Anyway, the dendrobium pot stayed hidden in the Spanish moss for months, and we forgot all about it until one Sunday morning we heard a warbler, went to investigate and immediately forgot all about the warbler. Swaying amid the tendrils of Spanish moss were four spikes of magnificent magenta dendrobium blossoms looking as if they were growing out of the tree. In fact, they were still (but only just) in the basket. Mike peered down at their protruding dry roots and wanted to water the plant. I wouldn’t let him. Hadn’t watering it precipitated its rapid decline? Fortunately, there was a shower that late afternoon and we had the magical experience of seeing the Spanish moss turn green and the dendrobium flowers and glossy leaves glisten in the rain. Tree frogs broke out into chorus and we had the illusion of a piece of tropical forest in our own back garden. The significance of the orchid’s name came home to us: it comes from the Greek dendron for tree and bios for life—or “one that grows on trees, an epiphyte. No wonder it looked so at home with the Spanish moss, another epiphyte.”

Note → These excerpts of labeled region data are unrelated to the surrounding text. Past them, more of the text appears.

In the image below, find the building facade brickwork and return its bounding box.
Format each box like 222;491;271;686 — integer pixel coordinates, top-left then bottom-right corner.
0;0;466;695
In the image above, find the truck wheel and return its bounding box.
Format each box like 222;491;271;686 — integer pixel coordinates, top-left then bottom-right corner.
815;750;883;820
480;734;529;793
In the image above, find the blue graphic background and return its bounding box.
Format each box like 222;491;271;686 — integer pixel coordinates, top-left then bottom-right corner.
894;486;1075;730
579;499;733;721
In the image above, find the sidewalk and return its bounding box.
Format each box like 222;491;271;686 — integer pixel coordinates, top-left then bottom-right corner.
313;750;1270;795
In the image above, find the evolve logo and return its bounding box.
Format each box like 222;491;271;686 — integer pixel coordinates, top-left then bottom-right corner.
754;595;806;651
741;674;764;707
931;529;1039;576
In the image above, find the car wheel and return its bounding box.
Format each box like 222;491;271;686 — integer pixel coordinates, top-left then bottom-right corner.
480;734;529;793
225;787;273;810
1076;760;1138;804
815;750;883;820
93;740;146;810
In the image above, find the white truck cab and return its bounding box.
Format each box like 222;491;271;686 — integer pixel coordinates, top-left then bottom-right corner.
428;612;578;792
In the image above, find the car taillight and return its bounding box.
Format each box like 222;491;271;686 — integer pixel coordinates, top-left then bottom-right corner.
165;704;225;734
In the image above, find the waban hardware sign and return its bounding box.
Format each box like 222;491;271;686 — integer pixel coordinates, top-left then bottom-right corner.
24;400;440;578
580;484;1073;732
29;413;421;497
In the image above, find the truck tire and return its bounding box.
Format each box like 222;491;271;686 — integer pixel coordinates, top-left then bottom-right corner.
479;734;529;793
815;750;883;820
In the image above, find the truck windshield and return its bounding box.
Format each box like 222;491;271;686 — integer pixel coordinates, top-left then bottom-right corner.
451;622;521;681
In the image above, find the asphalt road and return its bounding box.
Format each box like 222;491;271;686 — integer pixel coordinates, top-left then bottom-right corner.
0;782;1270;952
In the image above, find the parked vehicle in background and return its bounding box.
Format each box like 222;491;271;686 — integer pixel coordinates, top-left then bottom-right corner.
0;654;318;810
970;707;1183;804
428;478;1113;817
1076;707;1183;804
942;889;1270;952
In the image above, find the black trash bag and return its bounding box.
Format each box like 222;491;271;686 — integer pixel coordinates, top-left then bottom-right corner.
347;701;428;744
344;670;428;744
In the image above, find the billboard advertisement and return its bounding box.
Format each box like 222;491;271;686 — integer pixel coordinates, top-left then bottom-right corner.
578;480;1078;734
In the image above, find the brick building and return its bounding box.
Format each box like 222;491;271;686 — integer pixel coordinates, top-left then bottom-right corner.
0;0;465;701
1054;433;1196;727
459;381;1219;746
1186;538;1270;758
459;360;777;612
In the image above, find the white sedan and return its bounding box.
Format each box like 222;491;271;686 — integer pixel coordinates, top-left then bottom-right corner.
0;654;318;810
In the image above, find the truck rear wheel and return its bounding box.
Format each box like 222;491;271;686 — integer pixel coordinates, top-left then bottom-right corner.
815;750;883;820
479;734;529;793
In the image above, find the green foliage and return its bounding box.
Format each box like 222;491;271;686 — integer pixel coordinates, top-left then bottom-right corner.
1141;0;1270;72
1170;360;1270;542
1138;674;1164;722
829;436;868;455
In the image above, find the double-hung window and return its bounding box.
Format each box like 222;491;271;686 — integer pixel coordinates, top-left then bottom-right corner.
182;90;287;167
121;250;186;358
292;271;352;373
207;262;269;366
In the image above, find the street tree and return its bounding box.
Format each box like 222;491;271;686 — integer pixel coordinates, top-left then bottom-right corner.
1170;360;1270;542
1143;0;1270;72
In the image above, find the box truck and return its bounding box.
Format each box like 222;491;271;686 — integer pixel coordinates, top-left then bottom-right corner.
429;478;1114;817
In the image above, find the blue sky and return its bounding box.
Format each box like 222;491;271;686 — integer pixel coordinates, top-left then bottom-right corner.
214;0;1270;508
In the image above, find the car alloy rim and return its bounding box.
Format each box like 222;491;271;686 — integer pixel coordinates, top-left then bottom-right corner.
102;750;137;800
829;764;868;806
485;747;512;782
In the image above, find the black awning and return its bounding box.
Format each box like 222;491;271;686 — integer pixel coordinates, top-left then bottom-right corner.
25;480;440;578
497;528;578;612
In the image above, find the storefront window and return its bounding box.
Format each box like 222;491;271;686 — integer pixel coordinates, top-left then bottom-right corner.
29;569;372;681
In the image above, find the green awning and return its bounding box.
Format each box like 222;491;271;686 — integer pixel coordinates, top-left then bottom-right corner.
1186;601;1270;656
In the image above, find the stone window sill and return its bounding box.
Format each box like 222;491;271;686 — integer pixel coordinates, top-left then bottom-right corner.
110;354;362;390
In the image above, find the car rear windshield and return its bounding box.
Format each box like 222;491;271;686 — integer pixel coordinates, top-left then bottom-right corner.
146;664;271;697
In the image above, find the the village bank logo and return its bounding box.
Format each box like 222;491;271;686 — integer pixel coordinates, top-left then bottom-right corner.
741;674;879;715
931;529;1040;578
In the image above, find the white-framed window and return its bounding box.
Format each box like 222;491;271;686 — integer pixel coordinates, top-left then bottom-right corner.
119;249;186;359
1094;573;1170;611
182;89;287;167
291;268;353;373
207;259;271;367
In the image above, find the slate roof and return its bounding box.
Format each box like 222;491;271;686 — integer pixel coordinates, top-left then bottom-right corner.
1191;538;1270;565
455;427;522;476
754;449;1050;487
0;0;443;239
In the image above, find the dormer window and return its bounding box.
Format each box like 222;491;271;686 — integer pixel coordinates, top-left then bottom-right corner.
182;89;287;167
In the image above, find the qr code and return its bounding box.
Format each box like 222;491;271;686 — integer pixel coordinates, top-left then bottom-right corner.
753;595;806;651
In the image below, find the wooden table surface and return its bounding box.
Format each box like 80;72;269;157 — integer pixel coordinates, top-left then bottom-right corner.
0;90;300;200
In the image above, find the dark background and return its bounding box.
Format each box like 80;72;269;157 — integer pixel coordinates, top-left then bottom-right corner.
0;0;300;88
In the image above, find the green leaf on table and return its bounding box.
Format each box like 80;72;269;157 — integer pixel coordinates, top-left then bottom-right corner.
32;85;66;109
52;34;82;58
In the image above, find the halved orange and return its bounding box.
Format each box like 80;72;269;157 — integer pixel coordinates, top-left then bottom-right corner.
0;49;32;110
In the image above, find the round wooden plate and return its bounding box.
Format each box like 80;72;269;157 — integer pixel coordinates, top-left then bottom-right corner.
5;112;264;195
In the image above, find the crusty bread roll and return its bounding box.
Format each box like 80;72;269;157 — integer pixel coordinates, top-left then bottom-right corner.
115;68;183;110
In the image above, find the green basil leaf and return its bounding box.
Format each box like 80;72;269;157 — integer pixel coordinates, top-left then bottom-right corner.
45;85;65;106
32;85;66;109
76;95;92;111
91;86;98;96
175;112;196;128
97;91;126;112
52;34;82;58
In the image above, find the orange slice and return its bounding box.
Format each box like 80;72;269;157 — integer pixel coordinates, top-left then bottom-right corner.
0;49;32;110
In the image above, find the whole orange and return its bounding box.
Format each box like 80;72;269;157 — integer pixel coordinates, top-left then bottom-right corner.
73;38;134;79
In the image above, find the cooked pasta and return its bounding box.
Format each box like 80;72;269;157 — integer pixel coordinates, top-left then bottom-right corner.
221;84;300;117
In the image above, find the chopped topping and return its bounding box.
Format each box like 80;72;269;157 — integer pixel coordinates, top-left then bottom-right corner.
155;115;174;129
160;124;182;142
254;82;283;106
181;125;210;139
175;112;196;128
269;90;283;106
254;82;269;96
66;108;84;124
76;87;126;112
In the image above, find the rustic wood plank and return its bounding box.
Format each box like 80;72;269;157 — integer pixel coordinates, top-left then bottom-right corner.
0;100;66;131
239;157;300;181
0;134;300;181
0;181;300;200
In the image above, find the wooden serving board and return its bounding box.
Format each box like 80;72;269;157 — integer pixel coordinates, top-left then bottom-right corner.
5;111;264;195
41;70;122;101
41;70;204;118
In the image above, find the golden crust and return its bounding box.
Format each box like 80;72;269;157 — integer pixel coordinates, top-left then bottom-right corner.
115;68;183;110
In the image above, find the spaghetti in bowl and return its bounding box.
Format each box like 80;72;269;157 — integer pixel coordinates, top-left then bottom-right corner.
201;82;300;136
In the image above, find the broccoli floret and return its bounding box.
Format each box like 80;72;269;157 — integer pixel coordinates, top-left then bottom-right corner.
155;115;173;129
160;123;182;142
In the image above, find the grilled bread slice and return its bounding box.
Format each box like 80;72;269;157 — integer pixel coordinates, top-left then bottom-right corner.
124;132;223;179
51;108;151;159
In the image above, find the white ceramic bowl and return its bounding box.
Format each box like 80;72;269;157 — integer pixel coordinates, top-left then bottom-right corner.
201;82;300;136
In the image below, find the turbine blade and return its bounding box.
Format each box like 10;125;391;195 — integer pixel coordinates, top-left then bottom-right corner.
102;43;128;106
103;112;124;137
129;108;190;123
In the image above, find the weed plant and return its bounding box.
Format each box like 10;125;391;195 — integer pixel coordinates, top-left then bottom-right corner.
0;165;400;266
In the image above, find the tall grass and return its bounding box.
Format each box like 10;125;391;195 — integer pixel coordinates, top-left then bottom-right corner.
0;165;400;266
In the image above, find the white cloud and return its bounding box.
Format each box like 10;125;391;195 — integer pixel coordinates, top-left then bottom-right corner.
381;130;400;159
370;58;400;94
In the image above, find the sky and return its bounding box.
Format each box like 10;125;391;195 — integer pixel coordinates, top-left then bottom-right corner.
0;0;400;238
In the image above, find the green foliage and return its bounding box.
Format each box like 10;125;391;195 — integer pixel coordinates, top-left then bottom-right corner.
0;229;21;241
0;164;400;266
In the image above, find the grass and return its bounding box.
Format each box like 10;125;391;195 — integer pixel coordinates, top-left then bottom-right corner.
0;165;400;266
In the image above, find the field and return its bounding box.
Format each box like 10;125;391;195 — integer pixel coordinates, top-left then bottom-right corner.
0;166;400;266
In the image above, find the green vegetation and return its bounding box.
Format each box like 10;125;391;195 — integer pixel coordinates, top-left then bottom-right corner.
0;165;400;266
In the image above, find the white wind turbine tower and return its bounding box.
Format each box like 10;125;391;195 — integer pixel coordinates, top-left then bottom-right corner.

Once the blooms were over, eventually seed pods appeared, which we left alone, and the leaves fell from the canes, which we also left alone. Mike watered and fertilised them about once a month (unbeknownst to me!) and lo, eventually we had new leaves and subsequently more blossoms.
Season after season more canes emerged until one year there were so many in the one basket, our neighbour Leon Stines, gardener par excellence, offered to separate the new plantlets (called keikis) and repot them. As a result of his surgically precise ministrations, we could share plants with him. Mike and I kept the original basket, however, on its usual branch. Come Hurricane Fabian, we forgot all about it until we heard an almighty crash—one of the cedar branches had snapped clean away from the tree. But after the wind abated and we ventured outside, we could see the dendrobium’s home branch was still intact and the flowering plant unscathed.
As I write, nine years and several storms later, more spikes of blossom spill out of the basket. A dendrobium definitely, but also an Orchid Named Intrepid?